WAT LAO Page 3

This is inside the first floor of the monks' house. It is where they eat, and talk to the faithful. The members of the Wat bring food out for the monks once every day. The monks adhere to 270 commandments, once of which is that they must "beg" for their food. Normal people need to keep only 5 commandments: No stealing; no killing; no drinking to excess; no lying, and no cheating. During this ceremony people dressed all in white had to keep 8 commandments, but we never found out what those were.

Inside the temple proper are silk flowers on tall stalks to which money is attached, sort of like a "money tree." These are offerings to ancestors, offerings for favors granted, offerings for the temple, etc. The bills are stapled together into "sheets."

These are small ancestor shrines. People's ancestors are believed to need money, food, paper towels, water, a bed, and other comforts in the afterlife. Chinese people burn "fake" money, called Hell money, and paper examples of things they believe their ancestors can use in the afterlife, but Buddhists give them the real articles.

This gong makes the most beautiful, haunting sound when it is rung. The gong was moved outside for the blessing ceremony. Hearing it reminded me of when we visited the temple complex where Buddha's toe was enshrined in Thailand. There's something very stirring about hearing the gong and chants.

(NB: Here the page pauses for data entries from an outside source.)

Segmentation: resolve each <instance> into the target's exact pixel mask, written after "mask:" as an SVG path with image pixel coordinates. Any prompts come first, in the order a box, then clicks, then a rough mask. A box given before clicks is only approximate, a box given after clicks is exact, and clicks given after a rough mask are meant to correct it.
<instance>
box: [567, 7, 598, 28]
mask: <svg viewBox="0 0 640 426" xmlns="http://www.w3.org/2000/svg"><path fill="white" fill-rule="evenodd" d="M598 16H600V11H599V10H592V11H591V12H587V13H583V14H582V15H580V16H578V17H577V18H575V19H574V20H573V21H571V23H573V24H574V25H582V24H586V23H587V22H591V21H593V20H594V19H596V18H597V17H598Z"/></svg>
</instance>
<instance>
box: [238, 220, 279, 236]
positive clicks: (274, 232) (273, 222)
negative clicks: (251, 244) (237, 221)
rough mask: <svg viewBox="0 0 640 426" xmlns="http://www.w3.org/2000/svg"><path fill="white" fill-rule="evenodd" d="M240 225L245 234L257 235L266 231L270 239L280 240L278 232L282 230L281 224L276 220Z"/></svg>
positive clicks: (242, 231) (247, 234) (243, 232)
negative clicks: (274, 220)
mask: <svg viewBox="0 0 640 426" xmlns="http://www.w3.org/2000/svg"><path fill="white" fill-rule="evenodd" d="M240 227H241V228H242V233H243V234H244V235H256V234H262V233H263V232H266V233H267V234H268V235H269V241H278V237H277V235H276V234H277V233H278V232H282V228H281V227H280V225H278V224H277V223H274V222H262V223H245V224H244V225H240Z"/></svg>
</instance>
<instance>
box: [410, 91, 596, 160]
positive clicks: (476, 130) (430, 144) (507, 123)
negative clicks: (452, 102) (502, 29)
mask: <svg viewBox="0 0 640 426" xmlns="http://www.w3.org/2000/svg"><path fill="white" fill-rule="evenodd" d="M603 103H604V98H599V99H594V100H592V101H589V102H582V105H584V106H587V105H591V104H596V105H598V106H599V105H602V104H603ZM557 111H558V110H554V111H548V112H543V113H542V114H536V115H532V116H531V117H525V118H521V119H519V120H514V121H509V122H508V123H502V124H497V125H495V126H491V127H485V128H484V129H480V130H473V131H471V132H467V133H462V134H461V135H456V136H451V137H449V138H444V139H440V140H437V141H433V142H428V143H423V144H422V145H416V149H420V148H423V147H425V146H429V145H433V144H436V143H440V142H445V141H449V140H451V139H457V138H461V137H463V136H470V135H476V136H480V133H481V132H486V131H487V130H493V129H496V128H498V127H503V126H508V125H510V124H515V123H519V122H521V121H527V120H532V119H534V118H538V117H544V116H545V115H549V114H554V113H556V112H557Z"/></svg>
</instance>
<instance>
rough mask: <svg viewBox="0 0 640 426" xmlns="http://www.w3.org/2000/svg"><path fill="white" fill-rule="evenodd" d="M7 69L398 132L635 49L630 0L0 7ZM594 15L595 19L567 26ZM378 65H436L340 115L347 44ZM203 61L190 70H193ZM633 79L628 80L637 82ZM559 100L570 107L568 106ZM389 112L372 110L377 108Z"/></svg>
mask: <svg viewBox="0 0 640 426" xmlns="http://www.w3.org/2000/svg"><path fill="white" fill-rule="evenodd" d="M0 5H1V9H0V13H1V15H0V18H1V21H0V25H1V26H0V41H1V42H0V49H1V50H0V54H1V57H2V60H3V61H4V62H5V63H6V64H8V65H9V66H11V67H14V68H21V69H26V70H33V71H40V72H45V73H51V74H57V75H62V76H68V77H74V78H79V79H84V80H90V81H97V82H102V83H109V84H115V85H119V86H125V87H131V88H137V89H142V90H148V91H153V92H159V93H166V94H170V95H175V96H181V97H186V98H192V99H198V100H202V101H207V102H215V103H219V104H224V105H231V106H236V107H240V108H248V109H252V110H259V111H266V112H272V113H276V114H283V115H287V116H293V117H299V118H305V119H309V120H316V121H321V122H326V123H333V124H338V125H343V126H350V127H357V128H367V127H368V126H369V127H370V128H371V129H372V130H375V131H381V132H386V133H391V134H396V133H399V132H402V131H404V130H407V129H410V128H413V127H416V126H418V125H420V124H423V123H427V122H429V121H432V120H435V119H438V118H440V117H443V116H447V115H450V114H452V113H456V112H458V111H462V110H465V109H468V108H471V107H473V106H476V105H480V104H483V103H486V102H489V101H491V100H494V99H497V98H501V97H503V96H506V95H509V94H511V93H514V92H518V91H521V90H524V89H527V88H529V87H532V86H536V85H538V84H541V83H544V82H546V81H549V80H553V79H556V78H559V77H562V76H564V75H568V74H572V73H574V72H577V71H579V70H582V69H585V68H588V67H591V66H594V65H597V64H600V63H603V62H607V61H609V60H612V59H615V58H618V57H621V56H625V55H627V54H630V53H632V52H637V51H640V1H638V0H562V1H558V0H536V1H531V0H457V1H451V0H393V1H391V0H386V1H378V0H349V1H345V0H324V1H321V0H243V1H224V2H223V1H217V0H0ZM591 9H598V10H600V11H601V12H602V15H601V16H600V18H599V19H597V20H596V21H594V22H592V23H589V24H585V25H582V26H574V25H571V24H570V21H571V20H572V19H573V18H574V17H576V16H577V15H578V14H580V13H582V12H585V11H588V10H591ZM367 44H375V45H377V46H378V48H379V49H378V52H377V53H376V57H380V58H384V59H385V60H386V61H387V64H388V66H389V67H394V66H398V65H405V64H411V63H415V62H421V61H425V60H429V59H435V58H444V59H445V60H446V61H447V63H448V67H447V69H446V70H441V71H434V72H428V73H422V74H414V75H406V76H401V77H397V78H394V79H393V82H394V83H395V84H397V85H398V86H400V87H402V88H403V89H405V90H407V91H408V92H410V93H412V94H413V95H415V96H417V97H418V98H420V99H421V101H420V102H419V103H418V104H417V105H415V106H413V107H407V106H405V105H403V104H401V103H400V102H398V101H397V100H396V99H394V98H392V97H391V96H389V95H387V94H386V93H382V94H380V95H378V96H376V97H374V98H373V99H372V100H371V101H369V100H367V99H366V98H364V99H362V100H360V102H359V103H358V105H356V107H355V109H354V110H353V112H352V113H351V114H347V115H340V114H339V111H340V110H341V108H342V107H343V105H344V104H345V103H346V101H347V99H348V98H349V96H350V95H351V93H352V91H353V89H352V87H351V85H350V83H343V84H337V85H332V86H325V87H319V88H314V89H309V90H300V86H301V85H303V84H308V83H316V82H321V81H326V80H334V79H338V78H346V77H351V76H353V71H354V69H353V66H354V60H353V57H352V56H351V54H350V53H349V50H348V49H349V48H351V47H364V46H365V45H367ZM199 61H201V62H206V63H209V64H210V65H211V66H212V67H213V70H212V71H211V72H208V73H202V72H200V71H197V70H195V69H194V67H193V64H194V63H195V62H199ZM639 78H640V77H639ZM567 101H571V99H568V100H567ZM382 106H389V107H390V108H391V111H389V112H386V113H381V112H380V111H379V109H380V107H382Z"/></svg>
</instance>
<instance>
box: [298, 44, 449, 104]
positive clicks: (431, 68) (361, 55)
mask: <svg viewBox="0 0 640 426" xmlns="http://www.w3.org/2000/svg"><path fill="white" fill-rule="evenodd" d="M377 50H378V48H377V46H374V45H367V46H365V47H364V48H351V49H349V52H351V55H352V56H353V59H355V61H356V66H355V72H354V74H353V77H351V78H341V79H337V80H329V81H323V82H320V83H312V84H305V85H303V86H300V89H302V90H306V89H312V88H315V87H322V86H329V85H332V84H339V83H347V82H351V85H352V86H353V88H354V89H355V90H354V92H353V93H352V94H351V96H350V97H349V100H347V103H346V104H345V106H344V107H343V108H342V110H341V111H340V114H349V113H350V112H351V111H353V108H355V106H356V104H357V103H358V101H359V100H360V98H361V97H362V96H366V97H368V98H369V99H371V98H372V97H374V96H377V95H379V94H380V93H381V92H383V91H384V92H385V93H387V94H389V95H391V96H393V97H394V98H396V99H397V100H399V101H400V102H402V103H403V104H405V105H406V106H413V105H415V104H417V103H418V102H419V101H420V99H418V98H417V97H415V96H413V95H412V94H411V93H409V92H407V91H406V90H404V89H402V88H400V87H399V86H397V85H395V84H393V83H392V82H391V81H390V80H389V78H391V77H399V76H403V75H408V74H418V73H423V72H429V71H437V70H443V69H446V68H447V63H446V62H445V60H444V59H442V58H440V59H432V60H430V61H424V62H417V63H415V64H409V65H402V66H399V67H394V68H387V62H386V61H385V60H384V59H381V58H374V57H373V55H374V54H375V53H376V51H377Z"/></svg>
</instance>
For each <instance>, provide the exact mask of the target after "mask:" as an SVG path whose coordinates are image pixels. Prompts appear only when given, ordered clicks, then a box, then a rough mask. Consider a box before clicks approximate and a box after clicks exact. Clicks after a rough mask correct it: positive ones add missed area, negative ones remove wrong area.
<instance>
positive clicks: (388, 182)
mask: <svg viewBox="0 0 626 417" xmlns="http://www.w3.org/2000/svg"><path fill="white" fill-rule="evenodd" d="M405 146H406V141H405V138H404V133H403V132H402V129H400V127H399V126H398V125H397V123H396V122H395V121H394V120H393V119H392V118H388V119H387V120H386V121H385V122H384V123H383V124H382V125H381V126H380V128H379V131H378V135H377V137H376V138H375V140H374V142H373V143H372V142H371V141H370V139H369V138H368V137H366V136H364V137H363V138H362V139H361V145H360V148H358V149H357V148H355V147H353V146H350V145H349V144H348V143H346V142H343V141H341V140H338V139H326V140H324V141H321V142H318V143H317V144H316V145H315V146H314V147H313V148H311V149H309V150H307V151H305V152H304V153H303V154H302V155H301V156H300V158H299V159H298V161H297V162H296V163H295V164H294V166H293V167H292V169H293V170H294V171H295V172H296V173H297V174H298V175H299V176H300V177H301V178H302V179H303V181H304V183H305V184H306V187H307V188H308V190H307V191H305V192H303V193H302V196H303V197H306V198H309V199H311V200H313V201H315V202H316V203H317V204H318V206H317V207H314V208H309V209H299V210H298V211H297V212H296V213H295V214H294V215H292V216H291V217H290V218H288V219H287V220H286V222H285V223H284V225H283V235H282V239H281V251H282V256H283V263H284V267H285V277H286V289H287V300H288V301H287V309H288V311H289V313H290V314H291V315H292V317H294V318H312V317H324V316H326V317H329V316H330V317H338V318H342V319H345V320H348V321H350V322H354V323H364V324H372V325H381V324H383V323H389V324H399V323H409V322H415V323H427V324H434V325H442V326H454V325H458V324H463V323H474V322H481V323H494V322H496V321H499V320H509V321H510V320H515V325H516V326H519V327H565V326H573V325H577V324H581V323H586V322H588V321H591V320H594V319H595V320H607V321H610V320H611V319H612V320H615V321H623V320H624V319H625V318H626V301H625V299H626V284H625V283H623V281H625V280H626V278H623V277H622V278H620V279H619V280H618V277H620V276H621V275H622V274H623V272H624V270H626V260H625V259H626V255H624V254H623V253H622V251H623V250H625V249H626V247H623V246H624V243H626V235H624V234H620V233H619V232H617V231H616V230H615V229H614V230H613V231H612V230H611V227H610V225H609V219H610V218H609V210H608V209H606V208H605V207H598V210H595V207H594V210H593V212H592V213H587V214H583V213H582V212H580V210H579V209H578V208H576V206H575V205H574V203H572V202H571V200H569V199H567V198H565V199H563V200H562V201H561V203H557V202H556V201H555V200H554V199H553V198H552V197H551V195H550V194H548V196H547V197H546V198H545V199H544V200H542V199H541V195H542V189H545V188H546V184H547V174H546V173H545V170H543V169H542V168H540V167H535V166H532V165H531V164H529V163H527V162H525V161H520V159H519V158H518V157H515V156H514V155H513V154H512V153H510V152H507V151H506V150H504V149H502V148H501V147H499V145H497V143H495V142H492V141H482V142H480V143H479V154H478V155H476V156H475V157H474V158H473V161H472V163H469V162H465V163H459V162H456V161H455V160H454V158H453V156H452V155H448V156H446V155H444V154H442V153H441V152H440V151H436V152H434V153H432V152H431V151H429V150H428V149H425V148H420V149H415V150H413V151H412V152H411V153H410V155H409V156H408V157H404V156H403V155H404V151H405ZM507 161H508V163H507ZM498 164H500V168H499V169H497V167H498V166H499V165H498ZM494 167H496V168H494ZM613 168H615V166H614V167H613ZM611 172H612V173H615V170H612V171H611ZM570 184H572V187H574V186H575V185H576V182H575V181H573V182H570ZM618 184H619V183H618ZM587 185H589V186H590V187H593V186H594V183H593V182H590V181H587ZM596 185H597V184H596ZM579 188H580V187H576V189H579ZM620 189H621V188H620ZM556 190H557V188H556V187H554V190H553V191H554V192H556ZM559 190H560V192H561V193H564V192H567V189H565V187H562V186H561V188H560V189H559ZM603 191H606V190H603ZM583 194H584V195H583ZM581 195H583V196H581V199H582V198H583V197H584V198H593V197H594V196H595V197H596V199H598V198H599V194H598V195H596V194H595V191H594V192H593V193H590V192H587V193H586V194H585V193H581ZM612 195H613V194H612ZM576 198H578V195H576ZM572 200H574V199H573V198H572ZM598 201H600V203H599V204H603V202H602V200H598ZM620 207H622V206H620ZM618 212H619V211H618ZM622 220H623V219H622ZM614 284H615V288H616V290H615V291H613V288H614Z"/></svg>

This is a special rock. It sits beneath an Indian Buddhist shrine. This is a fortune-telling rock. How it works is: You ask a question, such as "Will my son get married soon?" and then you try to lift the rock. If you can lift it, the answer is "Yes." You can also phrase your question in negative terms. If you wish for bad things, the rock gets heavier and heavier, and you will be unable to lift it. Therefore, it behooves people to wish for good things.